Free Style Data Exploration
Stages of Data Exploration - “you are given data set… what’s next”
- Poking around - “kicking the tires” - preliminary plots and queries
- Anything interesting? Finding candidate hypothesis
- Evaluating the hypothesis - Statistics (coming next week)
- Telling a story with data - presenting the results
Professor Moody Data Set as Example
What are potential questions?
- About Professor Moody: How is he grading? How to pass the class? is this fair grading?
- About his class - Behaviors: texting, asking questions, dozing off, participating, leaving early, coming late, etc. General analysis
Poking Around
- Plot!
- What plots can you make on Moody data set? And what would these plot tell you about Moody data set?
- Barplot of grades, ask_questions, on_smartphone, etc.
How many plots can one make for Professor Moody set?
Moody[grade, score, texting, questions, participation]
2 Numerical and 3 Categorical variables
- 5 Single attribute plots
- 3 Bar plots - on Grade, Texting, and Questions
- 2 Box plots - on Score and on Participation
- Scatter plot of grade vs. participation = 1
- (3 choose 2) mosaic plots = 3
- 6 multi-box plots
boxplot(numerical ~ categorical)
But much more! 65 more plots
So far, 15 plots… but now lets subset the moody data frame
- Grade has 5 values and texting and questions have 4 values each (never, rarely, often, always)
- How many box plots can we create for subsets of moody by (Attribute == value)?
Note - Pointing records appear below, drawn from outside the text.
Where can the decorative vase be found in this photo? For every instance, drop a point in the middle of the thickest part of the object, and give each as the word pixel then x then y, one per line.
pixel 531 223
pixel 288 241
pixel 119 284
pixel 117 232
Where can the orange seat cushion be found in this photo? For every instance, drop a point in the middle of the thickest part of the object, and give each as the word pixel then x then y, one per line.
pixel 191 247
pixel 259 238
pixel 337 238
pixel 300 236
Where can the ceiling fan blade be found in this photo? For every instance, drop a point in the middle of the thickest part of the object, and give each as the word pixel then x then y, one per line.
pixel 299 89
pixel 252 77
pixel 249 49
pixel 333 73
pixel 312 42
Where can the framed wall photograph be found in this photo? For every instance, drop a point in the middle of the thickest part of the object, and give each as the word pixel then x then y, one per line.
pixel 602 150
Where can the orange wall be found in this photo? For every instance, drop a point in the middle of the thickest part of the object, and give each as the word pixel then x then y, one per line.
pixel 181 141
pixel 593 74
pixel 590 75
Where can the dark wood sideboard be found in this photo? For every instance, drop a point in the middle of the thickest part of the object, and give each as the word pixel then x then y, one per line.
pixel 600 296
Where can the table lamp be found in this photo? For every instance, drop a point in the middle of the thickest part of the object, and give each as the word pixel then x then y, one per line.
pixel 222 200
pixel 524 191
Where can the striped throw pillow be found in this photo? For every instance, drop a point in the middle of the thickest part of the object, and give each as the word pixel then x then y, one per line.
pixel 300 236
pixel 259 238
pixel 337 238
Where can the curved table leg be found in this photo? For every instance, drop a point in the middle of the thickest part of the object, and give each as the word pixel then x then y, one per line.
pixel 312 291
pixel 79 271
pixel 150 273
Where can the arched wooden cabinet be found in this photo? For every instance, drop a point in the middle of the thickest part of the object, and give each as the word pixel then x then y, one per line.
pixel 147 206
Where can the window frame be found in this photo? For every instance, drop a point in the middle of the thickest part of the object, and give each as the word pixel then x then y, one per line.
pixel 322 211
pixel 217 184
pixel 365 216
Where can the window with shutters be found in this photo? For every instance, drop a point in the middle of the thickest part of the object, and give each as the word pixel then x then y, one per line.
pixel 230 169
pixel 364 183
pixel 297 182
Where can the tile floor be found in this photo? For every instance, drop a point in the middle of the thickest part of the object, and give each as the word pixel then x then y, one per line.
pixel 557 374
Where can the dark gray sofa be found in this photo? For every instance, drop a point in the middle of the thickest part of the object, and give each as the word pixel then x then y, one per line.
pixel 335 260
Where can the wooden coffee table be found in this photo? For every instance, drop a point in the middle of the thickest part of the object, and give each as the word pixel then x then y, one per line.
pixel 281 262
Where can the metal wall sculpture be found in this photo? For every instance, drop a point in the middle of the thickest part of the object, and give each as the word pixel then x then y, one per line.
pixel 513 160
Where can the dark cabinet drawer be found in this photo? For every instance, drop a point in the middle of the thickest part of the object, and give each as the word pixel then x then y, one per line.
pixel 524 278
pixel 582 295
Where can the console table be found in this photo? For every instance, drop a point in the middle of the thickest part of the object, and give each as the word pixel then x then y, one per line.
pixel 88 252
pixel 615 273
moody[moody$texting == 'always']$grade - 4 x 2 + 4 x 2 + 5 x 2 = 26 bar plots over subsets of moody
- 2 x (4 + 4 + 5) = 26 box plots over subsets of moody
- Scatter plots (grade vs. participation) on simple subsets of moody data frame (attribute = value) = 4 + 4 + 5 over subsets of moody = 13 scatter plots
So far 80 plots … just from 5 attributes
- But wait … there’s so much more!
- How about conjunctions? Subsets like “always texting and never asking questions A students”?
- This will be HUNDREDS OF PLOTS